En los días que siguieron hablábamos del viaje como si no lo hubiéramos realizado. Mis amigos parecían haber olvidado todo. Pensé que se debía al trauma por las penalidades que habíamos vivido.

Observé sorprendido cómo mis primeras canas comenzaron a teñirse de negro.

A nadie más que a mí le extrañó que después de una maravillosa luna de miel con María, ella se fuera a vivir con sus padres otra vez.

Mis amigos, a los que cada día encontraba más jóvenes, planeaban una fantástica travesía en un velero que todavía no tenían pero al que ya habían puesto nombre.

Se llamaría Destiempo.

A su disparatada propuesta yo les contesté, acariciando compulsivamente mi dedo meñique, que no podíamos permitirnos ninguna escapada hasta que termináramos los estudios. En eso estuvieron todos de acuerdo y prometimos que sería nuestro viaje de fin de carrera. Empezamos a ahorrar ese mismo día.

¡Qué tiempos aquellos! ¡Y qué suerte la mía poder vivirlos de nuevo!

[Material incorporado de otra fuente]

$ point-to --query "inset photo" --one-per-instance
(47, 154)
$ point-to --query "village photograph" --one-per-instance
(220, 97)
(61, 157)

Ahora vivo atormentado porque me cruzo con María todas las tardes al salir del cole y no da muestras de conocerme. Cuando la veo llegar me separo de mis amigos, que fuman a escondidas, y me hago el encontradizo. Ella se ríe con sus amigas y me mira de reojo. No puedo dejar de mirarla mientras se aleja, con sus trenzas y su mochila, con su falda plisada y sus calcetines altos.

Creo que me he enamorado.

Hace tiempo descubrí que poseo este fantástico don: soy capaz de predecir el pasado.

Por fin mis padres me han llevado al psicólogo pues ellos no entienden lo que me pasa. Están muy confundidos y no me dejan hablar del tema delante de sus amistades, les incomoda un poco esta rareza mía. La verdad es que nunca aceptaron tener un hijo tan peculiar, quizá cuando sean más jóvenes lo vean de otra manera.

Mientras tanto, yo trato de llevarlo con naturalidad y no angustiarme por lo que me deparará el ayer. Al fin y al cabo, la mía fue una infancia feliz.